The final theme – “Encounter” – explored a range of defining moments grounded in early indigenous encounters that consumed rival clans in inter-island warfare and localised raids that sought to settle disputes and restore cosmological balance. The Enlightenment era of scientific exploration, which began in earnest with Captain Cook’s first voyage to the Pacific region in 1768– the year in which the Royal Academy of Arts was founded by Royal Charter – launched a dramatic new epoch of encounter between the Oceanic cultures now long-established in the region and the emerging European nations whose tall-masted ships now ventured into the maritime theatre of the Pacific. This colonial encounter was seismic in scale, and its reeling effects are still being processed by indigenous peoples today – it kick-started an era marked as much by misunderstanding, violence and tragedy as by the sharing and mutual curiosity of “discovery”.


Pacific artworks remained a vital cultural resource for both sides of this extraordinary and entangled era of encounter. Expansive in its vision, Oceania gave visitors a strong sense of the range of values that have been imposed over time upon these singularly impressive objects. Those brought back to England by early explorers such as Cook lined the shelves of 18th-century cabinets, as specimens of intellectual curiosity. Other works on view became salvaged trophies that gauged the successes of English evangelicals from the London Missionary Society, who were active in the region from 1797 onwards.


Customary traditions and protocol remained alive in the Pacific region. Many of the major loans for Oceania were accompanied by tribal elders who had been overseeing appropriate cultural protocols for these ancestral treasures when they were installed. These treasured heirlooms were not valued simply because they survive from an earlier era; they were understood as vectors of spiritual power, or mana. As remnants of the past, they bore the traces of the ancestral hands that fashioned them. Yet they were understood as not just made by ancestors – they were ancestors. Ritual protocols included the rhythmic and steady recitation of chants by elders skilled in the arts of oratory, and served to animate and activate ongoing relationships between the living and the dead, with those who have gone before but who were recognised as continuously present in the cultural heirlooms and artworks on display. Pacific artworks was understood as having agency; bridging the past with the present, they actively engaged the community with its past, channelling and invigorating ancestral relations at appropriate times.


It was a huge exhibition and there was so much to absorb. It was also the first exhibition I attended that photography was encouraged. Unfortunately due to poor lighting and the large number of people, I wasn’t able to take as many photographs as I liked. This was especially so when you needed to be quite a distance away from the objects and there were people photobombing. Another thing which I found lacking was  was that was no one around to answer any questions. You have to rely on the notes that accompanied each object. All in all it was a wonderful experience.

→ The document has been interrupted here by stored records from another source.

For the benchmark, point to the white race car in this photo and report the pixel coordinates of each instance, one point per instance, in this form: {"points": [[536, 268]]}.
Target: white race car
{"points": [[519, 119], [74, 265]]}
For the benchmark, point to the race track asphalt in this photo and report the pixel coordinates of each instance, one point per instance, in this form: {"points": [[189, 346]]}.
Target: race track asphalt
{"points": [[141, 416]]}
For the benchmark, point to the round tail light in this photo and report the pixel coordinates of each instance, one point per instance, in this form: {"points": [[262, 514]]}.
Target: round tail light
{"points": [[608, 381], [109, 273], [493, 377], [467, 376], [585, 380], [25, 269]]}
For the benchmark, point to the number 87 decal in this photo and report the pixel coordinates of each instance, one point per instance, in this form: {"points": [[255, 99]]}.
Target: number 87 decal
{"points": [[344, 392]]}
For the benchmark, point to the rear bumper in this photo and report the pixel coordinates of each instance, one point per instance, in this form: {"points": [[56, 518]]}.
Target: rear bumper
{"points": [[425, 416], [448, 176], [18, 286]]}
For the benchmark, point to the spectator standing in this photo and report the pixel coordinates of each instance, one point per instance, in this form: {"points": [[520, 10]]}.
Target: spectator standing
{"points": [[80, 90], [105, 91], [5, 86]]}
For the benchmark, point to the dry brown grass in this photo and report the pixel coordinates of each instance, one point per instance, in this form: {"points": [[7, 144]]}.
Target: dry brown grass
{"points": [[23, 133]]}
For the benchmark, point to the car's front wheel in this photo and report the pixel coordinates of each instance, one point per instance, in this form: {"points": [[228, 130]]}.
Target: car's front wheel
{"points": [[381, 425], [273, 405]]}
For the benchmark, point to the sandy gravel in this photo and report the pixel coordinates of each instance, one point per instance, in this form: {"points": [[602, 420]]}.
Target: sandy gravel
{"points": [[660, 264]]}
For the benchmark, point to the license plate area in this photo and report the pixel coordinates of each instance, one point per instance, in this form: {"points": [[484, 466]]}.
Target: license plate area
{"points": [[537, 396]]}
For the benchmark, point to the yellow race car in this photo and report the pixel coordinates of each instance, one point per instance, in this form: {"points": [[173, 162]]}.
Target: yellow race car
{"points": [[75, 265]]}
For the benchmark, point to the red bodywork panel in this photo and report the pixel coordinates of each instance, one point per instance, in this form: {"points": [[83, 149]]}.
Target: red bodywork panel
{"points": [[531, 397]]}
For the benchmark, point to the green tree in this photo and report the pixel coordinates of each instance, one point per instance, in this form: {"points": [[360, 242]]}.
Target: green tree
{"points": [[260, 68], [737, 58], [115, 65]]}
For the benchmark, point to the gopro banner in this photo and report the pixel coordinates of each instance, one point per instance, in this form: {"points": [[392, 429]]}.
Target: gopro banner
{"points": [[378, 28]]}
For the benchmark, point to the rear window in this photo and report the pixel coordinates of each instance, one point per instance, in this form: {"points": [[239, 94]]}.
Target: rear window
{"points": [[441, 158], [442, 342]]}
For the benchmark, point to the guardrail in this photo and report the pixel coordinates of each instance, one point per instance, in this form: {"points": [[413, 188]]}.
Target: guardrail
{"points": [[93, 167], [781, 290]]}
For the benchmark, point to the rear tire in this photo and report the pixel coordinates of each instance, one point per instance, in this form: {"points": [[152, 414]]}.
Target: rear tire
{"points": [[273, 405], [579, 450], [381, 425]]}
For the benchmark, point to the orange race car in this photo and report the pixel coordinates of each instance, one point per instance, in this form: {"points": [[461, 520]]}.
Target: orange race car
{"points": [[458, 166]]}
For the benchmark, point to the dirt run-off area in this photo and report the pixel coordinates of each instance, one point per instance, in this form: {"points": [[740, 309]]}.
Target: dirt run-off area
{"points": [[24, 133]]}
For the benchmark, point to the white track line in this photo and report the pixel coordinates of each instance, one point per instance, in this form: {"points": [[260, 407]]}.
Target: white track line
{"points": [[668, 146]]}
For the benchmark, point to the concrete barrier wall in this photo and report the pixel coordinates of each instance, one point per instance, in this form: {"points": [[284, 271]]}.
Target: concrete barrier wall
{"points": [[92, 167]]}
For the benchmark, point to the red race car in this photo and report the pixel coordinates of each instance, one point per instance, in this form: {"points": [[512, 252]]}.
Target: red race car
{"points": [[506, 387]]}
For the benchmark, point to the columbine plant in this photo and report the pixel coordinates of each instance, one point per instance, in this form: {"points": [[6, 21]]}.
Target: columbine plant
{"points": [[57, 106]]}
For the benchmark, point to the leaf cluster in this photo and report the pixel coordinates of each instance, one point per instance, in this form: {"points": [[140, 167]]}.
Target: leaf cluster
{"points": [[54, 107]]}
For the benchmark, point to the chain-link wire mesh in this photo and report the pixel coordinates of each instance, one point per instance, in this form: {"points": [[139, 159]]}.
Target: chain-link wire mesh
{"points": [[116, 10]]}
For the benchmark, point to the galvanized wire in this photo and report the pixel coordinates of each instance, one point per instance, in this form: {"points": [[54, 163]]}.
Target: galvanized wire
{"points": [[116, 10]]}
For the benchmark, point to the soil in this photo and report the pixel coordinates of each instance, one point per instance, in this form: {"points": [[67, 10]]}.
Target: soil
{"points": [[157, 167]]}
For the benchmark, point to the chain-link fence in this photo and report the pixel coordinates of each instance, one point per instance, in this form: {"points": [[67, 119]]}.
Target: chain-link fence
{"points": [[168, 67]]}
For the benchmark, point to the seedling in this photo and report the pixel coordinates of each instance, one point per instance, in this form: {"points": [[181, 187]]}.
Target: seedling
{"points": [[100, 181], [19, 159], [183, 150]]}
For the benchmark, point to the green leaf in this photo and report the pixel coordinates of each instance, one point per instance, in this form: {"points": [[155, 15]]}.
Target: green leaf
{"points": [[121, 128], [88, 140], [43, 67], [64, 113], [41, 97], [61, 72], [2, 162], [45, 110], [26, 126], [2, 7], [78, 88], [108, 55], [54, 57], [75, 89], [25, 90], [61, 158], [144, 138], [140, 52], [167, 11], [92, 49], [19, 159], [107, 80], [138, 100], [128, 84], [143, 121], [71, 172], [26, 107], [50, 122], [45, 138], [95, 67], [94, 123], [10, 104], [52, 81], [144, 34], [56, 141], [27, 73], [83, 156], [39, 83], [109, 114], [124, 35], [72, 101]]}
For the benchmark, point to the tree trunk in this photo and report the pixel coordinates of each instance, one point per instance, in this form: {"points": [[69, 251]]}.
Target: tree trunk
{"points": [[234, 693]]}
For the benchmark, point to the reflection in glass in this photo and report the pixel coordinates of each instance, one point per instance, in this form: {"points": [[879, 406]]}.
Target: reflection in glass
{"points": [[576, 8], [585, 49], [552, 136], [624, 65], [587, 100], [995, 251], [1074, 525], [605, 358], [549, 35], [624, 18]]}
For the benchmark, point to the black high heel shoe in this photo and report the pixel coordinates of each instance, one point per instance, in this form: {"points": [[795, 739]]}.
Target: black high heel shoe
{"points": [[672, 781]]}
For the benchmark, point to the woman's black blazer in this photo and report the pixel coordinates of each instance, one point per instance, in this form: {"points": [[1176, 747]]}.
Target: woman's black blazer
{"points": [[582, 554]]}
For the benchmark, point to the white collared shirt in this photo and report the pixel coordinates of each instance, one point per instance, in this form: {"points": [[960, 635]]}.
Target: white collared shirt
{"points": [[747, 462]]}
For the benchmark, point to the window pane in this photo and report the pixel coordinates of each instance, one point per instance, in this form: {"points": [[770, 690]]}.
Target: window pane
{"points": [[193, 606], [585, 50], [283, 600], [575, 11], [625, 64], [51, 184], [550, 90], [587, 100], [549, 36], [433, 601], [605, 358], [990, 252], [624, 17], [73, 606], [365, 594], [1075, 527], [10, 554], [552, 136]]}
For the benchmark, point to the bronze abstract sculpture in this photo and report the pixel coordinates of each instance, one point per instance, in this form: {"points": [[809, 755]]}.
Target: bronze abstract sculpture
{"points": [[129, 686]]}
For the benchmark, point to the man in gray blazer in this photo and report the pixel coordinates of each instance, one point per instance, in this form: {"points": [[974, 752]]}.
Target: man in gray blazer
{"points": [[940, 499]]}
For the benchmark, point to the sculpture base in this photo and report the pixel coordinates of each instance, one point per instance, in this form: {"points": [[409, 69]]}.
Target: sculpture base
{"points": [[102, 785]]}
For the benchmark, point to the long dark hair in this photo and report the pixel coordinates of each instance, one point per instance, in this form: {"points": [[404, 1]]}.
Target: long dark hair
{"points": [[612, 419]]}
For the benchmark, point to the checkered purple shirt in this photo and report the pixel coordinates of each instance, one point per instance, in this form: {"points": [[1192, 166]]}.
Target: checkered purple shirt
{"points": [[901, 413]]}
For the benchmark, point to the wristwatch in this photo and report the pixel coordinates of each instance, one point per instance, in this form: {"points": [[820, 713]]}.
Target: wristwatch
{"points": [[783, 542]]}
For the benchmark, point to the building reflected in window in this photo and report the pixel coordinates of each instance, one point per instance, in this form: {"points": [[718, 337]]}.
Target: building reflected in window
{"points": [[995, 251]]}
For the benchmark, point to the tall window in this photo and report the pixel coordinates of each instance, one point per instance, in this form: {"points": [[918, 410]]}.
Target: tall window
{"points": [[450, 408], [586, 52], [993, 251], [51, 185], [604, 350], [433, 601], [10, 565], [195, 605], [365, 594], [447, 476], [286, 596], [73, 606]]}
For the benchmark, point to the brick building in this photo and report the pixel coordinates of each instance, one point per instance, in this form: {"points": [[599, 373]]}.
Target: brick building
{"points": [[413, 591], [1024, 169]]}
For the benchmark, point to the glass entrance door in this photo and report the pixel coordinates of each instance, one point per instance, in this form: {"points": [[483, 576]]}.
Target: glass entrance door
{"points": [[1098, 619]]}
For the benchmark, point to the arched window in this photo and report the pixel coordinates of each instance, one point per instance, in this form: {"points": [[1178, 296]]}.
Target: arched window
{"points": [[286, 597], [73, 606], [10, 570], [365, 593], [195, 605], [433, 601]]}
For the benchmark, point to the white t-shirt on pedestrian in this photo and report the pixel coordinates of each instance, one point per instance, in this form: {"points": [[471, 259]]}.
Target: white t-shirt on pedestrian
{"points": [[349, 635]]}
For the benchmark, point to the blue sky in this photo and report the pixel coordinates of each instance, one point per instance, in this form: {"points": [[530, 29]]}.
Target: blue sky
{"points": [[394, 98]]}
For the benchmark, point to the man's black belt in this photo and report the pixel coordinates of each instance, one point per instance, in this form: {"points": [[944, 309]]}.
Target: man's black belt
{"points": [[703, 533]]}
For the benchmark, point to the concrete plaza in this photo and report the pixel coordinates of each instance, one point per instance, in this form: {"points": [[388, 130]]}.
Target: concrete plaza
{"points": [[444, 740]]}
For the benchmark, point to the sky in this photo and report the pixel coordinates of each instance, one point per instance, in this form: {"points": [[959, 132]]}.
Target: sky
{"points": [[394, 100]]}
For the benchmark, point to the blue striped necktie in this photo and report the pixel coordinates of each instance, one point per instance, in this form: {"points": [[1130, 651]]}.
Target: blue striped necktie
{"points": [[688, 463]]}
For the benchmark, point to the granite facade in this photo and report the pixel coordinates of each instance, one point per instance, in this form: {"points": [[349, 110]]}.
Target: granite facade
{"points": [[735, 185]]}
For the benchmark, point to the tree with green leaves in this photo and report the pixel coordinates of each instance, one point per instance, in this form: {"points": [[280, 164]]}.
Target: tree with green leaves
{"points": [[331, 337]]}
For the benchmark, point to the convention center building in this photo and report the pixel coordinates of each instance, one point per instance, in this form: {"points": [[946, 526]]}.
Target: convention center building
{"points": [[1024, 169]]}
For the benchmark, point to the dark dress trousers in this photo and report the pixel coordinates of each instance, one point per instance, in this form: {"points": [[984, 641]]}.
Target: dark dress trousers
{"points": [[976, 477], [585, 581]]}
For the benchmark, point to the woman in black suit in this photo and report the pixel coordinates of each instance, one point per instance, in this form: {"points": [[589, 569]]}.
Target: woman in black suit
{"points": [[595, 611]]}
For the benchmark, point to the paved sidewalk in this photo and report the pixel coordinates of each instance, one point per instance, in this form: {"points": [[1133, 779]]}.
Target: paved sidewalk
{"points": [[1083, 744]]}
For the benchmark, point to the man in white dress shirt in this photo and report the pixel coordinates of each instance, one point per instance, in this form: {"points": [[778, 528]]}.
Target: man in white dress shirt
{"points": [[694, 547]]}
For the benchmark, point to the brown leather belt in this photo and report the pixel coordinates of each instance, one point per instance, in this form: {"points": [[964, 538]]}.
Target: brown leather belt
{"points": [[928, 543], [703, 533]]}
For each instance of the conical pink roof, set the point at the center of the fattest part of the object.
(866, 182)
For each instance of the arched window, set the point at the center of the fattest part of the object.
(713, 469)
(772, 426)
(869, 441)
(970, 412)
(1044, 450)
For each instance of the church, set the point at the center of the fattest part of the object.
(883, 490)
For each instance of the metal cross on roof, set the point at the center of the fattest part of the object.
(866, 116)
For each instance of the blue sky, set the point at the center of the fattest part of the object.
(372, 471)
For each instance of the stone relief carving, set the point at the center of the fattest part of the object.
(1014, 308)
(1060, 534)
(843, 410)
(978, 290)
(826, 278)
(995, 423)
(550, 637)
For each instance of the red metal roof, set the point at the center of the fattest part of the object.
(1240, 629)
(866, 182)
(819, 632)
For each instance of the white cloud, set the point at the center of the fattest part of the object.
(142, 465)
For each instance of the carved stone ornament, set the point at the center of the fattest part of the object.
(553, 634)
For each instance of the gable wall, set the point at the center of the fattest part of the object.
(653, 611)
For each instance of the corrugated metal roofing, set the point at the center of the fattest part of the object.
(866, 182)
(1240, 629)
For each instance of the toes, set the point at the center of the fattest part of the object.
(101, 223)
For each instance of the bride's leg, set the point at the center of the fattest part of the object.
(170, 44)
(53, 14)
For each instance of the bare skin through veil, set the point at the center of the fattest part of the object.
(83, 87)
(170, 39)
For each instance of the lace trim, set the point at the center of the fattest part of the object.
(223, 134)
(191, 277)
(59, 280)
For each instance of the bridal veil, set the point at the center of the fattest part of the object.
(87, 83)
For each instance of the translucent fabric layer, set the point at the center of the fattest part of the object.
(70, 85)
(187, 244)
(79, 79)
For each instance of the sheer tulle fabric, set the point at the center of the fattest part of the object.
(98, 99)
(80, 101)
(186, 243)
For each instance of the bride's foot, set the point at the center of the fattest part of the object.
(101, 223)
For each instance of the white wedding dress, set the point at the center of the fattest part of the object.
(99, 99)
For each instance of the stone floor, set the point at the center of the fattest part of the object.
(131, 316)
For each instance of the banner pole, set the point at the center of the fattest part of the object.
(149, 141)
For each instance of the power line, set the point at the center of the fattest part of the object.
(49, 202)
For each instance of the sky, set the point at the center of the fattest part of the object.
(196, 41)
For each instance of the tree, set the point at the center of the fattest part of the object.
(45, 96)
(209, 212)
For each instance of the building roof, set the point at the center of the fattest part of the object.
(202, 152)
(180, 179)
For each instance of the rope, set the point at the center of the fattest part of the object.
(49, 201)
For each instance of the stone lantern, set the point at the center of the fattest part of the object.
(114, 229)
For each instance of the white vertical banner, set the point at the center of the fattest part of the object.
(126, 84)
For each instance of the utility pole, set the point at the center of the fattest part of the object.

After about 2 hours, our tummies were rumbling and it was time for a late lunch. As we walked out of the neoclassic building into the Annenberg Courtyard, we were greeted by an eerie surprise. Cornelia Parker’s Psycho Barn was inspired by the quaint, yet deeply unsettling homestead from Alfred’s Hitchcock classic Psycho  and Edward Hopper’s 1925 painting, House by the Railroad. The 30-foot tall installation wasn’t a real house. It was a scaled-down facade, made from repurposed strips of wood from an American Red Barn. According to the artist, it confronted the polarities of good and evil. The installation first appeared on top of the Metropolitan Museum of Art, NYC in 2016.


We found it surprisingly hard to find a place to eat which wasn’t a fast-food restaurant and within our pocket range. Some were either full and some had ran out of food. Finally, we found a quirky, hipster, vegan cafe tucked in a corner. Unfortunately, I can’t remember the name and what I ate. I think it was a quesadilla washed down with a hot lemon grass tea. We didn’t stay long because we’d a train to catch. On the way to Euston, we walked past Liberty and we just had to stop and had a quick browse. The place was packed and beautifully decorated for Christmas. I bought a very expensive Xmas bauble as a momento to be added to our tree. Then it was a brisk walk to the station. We’d a lovely time in London with SP and made promises to do it again next year.
When I was away in London, Babe was at our favourite playground where he photographed this handsome fox on Wigeon bank. The natives in the reserve used this bank as a highway to move from one end to another. As it walked across, it stopped to survey the ground. Foxes ate virtually everything, from rodents to amphibians, insects, earthworms, fruits, berries to leftovers scavenged from humans. They played an important role in our ecosystem, primarily through the control of rodent and rabbit population which could decimate our crops and plantations.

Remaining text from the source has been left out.